A package manager has a few primary responsibilities: (1) Installing, maintaining, and removing packages. (2) Dependency resolution. The second deserves a blog post, but dependency resolution is sorting out what other packages the package depends on. You can run into circular dependencies, long chains, conflict, and more. It is a complex problem. It's proven to be a complicated problem mathematically - it is in a set of problems known as NP-complete, which means non-deterministic polynomial-time; as the problem size increases, it will take a long time to solve.
How is code shared?
Code is usually statically or dynamically linked. Statically linked means that an application is shipped with all of its dependencies. Dynamically linked implies that it may share a common package or library with another package. Dynamic linking is usually more space-efficient but opens up more issues, such as what happens when two packages require two different versions of a common dependency.

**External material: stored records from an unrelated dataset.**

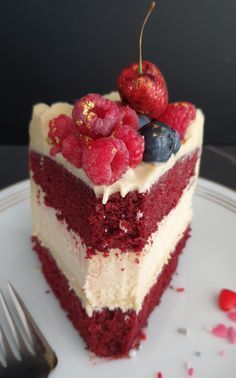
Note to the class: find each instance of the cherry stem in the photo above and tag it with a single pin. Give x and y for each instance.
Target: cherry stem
(149, 12)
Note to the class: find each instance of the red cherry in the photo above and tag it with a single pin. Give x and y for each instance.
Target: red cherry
(142, 85)
(146, 93)
(227, 299)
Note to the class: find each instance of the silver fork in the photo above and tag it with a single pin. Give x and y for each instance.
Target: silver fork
(32, 355)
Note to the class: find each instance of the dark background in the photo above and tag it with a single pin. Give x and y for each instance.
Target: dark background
(62, 49)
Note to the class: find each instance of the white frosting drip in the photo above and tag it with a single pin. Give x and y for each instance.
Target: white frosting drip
(140, 178)
(112, 281)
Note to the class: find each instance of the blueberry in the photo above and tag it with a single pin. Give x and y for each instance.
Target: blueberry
(177, 141)
(142, 120)
(160, 141)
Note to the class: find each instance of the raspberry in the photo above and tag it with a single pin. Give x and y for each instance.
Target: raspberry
(178, 116)
(128, 116)
(105, 160)
(59, 128)
(95, 115)
(227, 299)
(133, 141)
(72, 149)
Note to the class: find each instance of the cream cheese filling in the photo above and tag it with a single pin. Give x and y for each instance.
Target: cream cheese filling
(140, 178)
(115, 281)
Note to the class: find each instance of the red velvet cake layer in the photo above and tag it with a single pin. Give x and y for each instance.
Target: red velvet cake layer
(115, 224)
(107, 333)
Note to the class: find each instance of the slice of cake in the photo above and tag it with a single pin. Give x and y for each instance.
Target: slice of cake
(112, 183)
(109, 251)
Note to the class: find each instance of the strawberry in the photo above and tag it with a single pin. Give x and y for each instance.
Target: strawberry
(141, 85)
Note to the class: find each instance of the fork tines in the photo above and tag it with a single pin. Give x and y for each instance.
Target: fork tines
(28, 348)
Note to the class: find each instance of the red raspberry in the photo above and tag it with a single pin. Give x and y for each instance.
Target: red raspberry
(128, 116)
(227, 299)
(59, 128)
(134, 143)
(105, 160)
(95, 115)
(72, 149)
(178, 116)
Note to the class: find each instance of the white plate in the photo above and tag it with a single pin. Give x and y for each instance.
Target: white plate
(207, 265)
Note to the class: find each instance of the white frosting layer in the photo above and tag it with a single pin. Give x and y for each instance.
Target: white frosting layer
(116, 280)
(140, 178)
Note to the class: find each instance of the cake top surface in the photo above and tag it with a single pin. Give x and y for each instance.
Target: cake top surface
(140, 178)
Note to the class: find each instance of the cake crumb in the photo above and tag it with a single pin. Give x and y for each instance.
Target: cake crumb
(222, 353)
(139, 215)
(132, 353)
(231, 335)
(183, 331)
(232, 315)
(180, 289)
(190, 372)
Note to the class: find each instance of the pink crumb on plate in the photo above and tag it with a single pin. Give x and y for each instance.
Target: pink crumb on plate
(180, 289)
(222, 353)
(220, 330)
(231, 335)
(232, 315)
(190, 372)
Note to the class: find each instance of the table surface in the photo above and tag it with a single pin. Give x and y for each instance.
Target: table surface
(218, 164)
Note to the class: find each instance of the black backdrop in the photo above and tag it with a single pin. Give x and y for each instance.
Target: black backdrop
(62, 49)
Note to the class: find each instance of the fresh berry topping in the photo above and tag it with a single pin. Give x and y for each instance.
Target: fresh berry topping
(133, 141)
(59, 128)
(232, 315)
(227, 299)
(178, 115)
(177, 141)
(105, 160)
(143, 120)
(128, 116)
(160, 142)
(146, 93)
(95, 115)
(72, 149)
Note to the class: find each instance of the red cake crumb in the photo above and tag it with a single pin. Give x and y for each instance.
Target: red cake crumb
(107, 333)
(180, 289)
(99, 225)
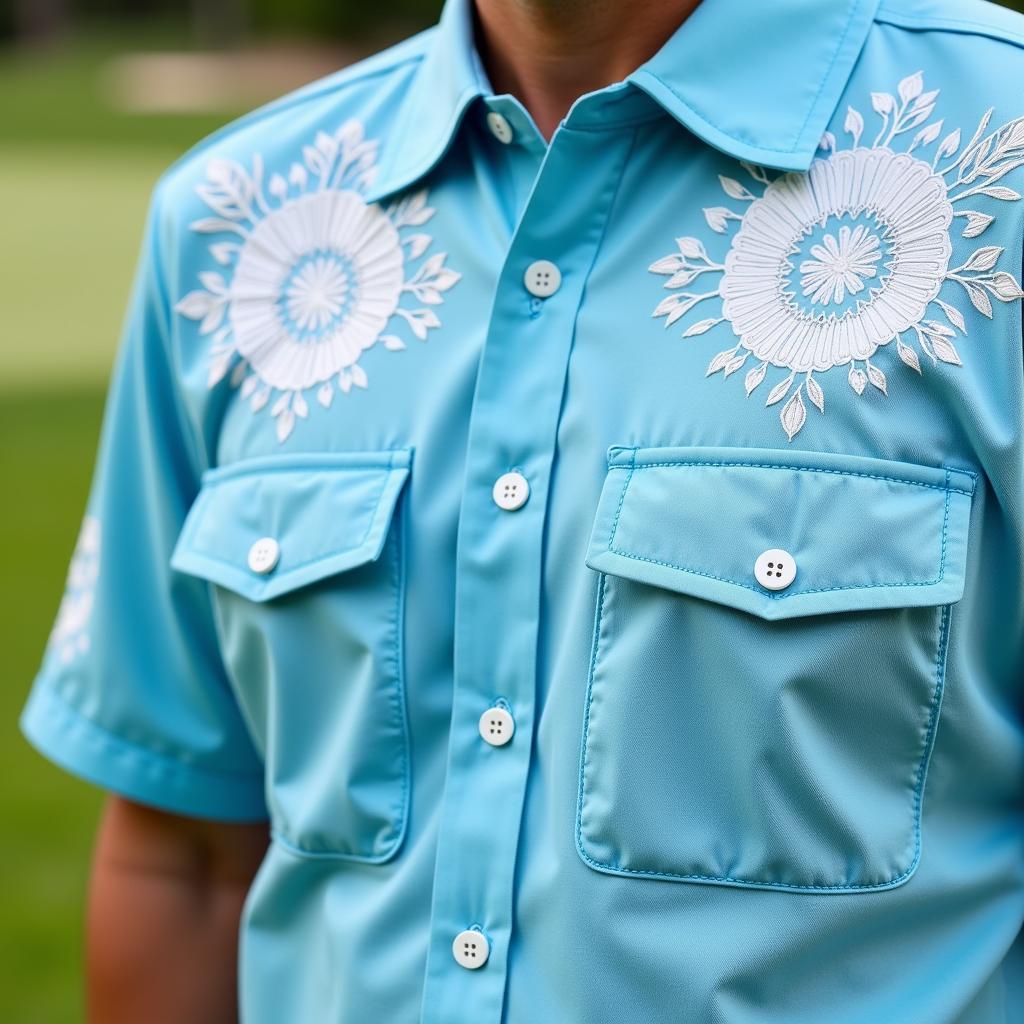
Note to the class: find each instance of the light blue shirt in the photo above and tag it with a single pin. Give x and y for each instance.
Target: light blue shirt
(600, 560)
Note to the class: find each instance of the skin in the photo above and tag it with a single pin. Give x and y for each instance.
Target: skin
(166, 892)
(550, 52)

Three trends driving Package Management
- More code, more reuse. Back in the day, developers would commonly "roll their own," which meant writing their own implementation of a particular algorithm or function. Now, so much code is out there and discoverable (through GitHub) that we can find code that serves our purpose without having to write it ourselves.
- Containers. You can think of containers as a high-level package. Containers are a reasonably new abstraction - made popular in the last few years (I worked on containers at Google). Inevitability, packages have dependencies both at the code level and the operating system level. Containers allow developers to specify both in a package.
- More reuse, larger dependency graphs. The dependencies between software are getting so complex that it's difficult to reason out what depends on what. For example, in Google's large codebase, there were commonly very confusing circular dependencies.
Open problems
- Different programming languages have different package managers. Can we take common problems and generically solve them?
- There is no container package manager. Therefore, we need a package manager for the meta-package manager.
- Operating system package managers are antiquated and not fit for the future. They were developed for consumers use but aren't suitable for large-scale cloud deployments.
- No discovery tools for packages besides GitHub. How do developers find out what packages can satisfy their requirements? There are a few ways for package authors to reach potential users directly. AdWords for developers? Better distribution?